By MATTHEW HOLT
It’s JPM week. That means a ton of startup bros wandering around San Francisco wondering who all the biotech guys and investment banker greyhairs are and why they’re still wearing suits.
Unlikely to be wearing suits are the digital health kids and the VCs they are trying to hunt down. The glory days are long gone. Athenahealth and Venrock are no longer having competing parties (or parties at all) and most of the starving startup kids looking for free booze and food are trying to scrounge invites to law firms who are still charging $1500 an hour for associate time before their clients notice that ChatGPT will do the same for $20 a month.
But venture in digital health continues on, even if much of it is subtexting cramdown M&A, such as last week’s General Catalyst deal funding Transcarent’s takeover of Accolade. But I’m not really here to talk about the digital health VC market per se.
What I do want to talk about is who is getting VC. This was prompted (to my slow Small Language Model) by a female friend who has been a CEO and was once a star at a fast growing digital health company. She told me that being female was now an active hindrance to raising money. Every time some tech bro on LinkedIn says how they raised $XXm in 12 minutes with no pitch deck, you’ll see lots of female CEOs explode in anger.

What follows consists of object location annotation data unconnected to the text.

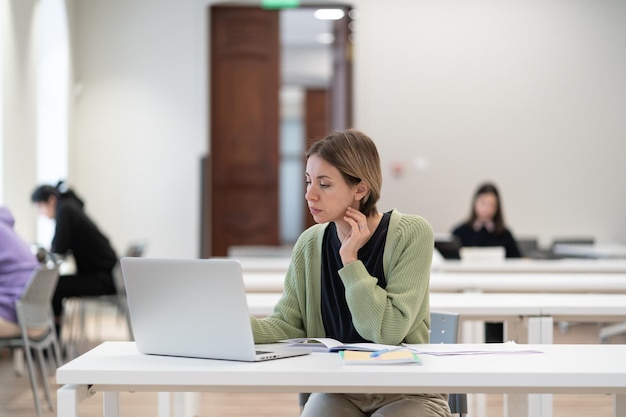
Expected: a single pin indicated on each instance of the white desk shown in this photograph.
(540, 310)
(115, 367)
(522, 265)
(561, 282)
(576, 266)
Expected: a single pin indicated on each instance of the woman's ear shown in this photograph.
(362, 190)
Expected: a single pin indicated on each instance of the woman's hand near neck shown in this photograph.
(354, 232)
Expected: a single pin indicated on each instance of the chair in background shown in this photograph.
(75, 309)
(444, 328)
(37, 331)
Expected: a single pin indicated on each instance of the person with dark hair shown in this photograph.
(77, 234)
(17, 264)
(358, 275)
(486, 227)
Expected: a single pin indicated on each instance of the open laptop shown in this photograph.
(192, 308)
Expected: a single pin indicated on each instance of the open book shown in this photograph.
(326, 344)
(399, 356)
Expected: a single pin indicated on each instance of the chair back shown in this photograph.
(444, 327)
(34, 307)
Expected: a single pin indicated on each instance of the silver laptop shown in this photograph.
(192, 308)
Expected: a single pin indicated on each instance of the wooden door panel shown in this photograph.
(244, 127)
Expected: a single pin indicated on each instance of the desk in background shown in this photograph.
(535, 311)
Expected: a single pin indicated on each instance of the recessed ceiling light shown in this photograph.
(325, 38)
(329, 14)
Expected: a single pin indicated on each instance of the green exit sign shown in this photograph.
(280, 4)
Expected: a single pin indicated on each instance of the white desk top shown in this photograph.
(571, 266)
(488, 282)
(475, 306)
(559, 369)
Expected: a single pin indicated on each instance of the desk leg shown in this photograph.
(473, 331)
(164, 401)
(68, 397)
(111, 404)
(186, 404)
(619, 405)
(540, 331)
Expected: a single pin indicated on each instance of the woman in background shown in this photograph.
(486, 227)
(77, 234)
(17, 264)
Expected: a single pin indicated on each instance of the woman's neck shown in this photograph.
(344, 229)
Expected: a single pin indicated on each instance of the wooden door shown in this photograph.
(316, 126)
(244, 120)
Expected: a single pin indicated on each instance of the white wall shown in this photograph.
(19, 111)
(528, 93)
(138, 131)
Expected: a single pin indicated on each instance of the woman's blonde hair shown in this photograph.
(355, 155)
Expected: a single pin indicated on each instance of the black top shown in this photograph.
(336, 315)
(483, 237)
(77, 233)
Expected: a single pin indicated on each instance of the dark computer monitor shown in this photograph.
(448, 247)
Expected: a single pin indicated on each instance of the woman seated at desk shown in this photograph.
(486, 227)
(358, 275)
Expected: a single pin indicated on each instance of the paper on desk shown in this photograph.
(507, 348)
(326, 344)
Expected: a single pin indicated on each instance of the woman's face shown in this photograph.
(486, 206)
(328, 195)
(47, 208)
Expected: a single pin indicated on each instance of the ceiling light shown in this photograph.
(325, 38)
(329, 14)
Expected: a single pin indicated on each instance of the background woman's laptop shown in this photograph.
(192, 308)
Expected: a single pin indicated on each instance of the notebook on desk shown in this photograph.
(192, 308)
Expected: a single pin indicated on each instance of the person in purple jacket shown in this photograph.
(17, 264)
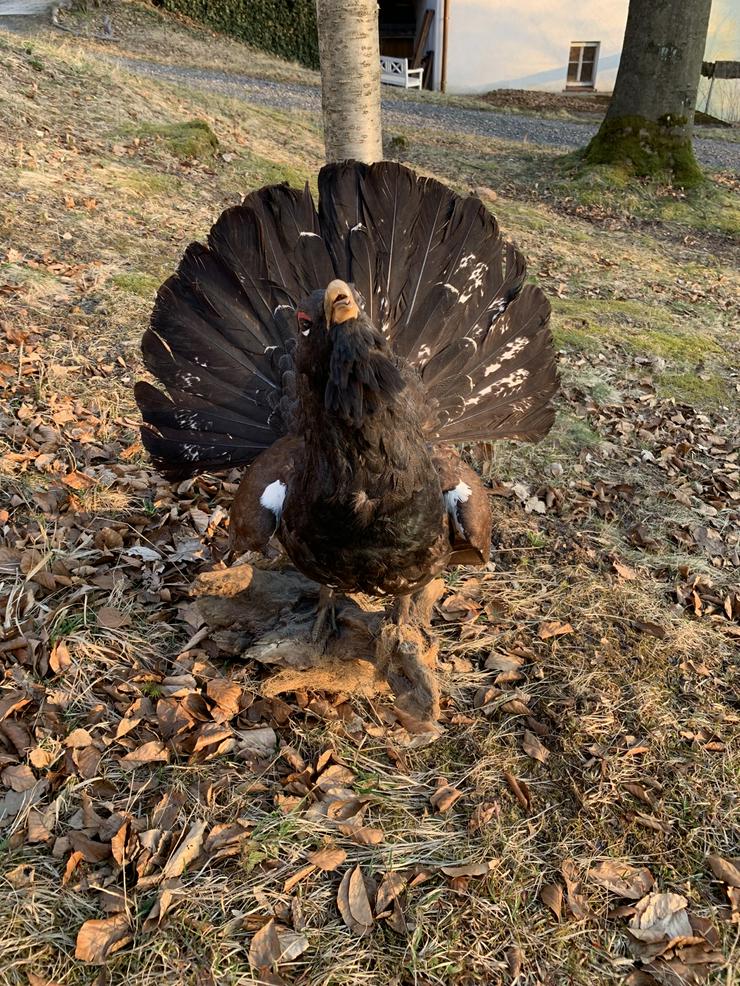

You don’t need me to repeat the numbers. Women & minorities find it hard to raise money. First time founders get a massive run around. Even when things were crazy in 2020-2022 the survey of startups I ran showed that it was very hard for early stage companies to raise money. Now it’s the apocalypse.
That’s not to say some female CEOs aren’t raising. Just last week Nema Health run by former Health 2.0 star intern (and now practicing Psychiatrist–which may be more relevant!) Sofia Noori raised $14m Series A to expand its amazing PTSD cure program. Maven’s Kate Ryder raised another $125m late last year to keep expanding their women’s health program, and must be viewing that elusive IPO sooner or later. And at a JPM party I ran into some of Joanna Strober’s team, reminding me that I thought Midi Health had perhaps raised too much money when it pulled down another $60m last year–but apparently it is going gangbusters. There’s also Equip for eating disorders with Kristina Saffran & Erin Parks at the helm (over $95m in so far) and doubtless a few more I’m forgetting. But in general they are the exceptions.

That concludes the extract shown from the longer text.